KOTA BLITAR – Rencana kegiatan penanaman modal asing (PMA) di Blitar selatan oleh Tiongkok menjadi bukti potensi Bumi Penataran. Wacana pengembangan atau pembangunan pembangkit listrik tenaga bayu (PLTB) itu juga harus memberikan dampak positif untuk masyarakat, utamanya sekitar lokasi kegiatan investasi tersebut.
“Jangan sampai seperti investasi lain yang kini sudah ada. Tidak membawa banyak manfaat, malah sebaliknya, warga dihantui masalah limbah dan kerusakan jalan. Seperti yang terjadi karena Greenfields dan Rejoso Manis Indo (RMI),” ujar Ketua Rakyat Tuntut Amanah Keadilan (Ratu Adil), Mohammad Trijanto.
Pihaknya juga mengetahui kegiatan investasi asing menjadi domain pemerintah pusat. Artinya, pemerintah daerah hanya sebagai fasilitator wilayah karena ketempatan lokasi investasi. Keputusan strategis lainnya dilakukan di tingkat pemerintah pusat.

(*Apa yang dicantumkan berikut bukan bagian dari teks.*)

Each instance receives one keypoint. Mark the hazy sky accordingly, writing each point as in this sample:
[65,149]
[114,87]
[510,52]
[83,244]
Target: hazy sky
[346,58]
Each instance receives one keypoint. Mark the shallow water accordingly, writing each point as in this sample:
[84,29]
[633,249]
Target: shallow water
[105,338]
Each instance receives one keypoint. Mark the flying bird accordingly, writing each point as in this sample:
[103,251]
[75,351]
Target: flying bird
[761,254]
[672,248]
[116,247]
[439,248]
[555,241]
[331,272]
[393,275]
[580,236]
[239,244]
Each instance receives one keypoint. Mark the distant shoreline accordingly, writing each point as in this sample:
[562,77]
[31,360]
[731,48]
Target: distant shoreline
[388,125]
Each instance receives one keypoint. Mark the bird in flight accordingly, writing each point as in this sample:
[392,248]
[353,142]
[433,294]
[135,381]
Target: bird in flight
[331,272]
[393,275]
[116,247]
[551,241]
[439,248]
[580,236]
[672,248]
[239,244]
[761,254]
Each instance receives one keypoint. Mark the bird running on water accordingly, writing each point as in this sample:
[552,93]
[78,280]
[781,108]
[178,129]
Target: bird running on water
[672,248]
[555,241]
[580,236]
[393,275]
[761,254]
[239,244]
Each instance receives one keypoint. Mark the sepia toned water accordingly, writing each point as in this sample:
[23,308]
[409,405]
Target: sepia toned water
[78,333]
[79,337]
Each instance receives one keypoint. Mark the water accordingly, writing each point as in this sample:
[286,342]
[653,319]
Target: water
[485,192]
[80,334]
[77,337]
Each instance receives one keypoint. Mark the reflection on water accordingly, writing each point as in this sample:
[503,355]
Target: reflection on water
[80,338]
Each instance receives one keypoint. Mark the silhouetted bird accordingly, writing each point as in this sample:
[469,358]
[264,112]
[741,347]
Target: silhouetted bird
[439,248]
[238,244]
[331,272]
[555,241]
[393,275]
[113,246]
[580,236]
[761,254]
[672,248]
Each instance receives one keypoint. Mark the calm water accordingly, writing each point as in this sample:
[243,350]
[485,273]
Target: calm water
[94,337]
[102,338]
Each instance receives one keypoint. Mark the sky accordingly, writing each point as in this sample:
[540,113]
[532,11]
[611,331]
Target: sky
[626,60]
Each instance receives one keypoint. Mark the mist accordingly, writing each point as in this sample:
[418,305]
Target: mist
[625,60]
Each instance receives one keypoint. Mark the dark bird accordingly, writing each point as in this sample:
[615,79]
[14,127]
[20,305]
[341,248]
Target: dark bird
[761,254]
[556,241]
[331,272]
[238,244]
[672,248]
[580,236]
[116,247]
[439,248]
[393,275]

Kendati begitu, kata dia, bukan berarti pemerintah daerah hanya bisa berpangku tangan. Setidaknya harus ada goodwill atau niat baik untuk melindungi dan menyejahterakan masyarakat dari keberadaan investasi tersebut. “Koordinasi dengan pusat harus dilakukan. Mumpung masih awal, jangan sampai nanti Kabupaten Blitar hanya sebagai penonton dan menerima hal-hal negatif dari kegiatan PMA ini,” tegas dia.
Menurutnya, investasi memang bisa membawa dampak positif untuk daerah. Namun, hal itu juga harus melalui kalkulasi yang cermat. Di sisi lain, pemodal juga pasti menghitung atau menekan biaya operasional dalam menjalankan usaha.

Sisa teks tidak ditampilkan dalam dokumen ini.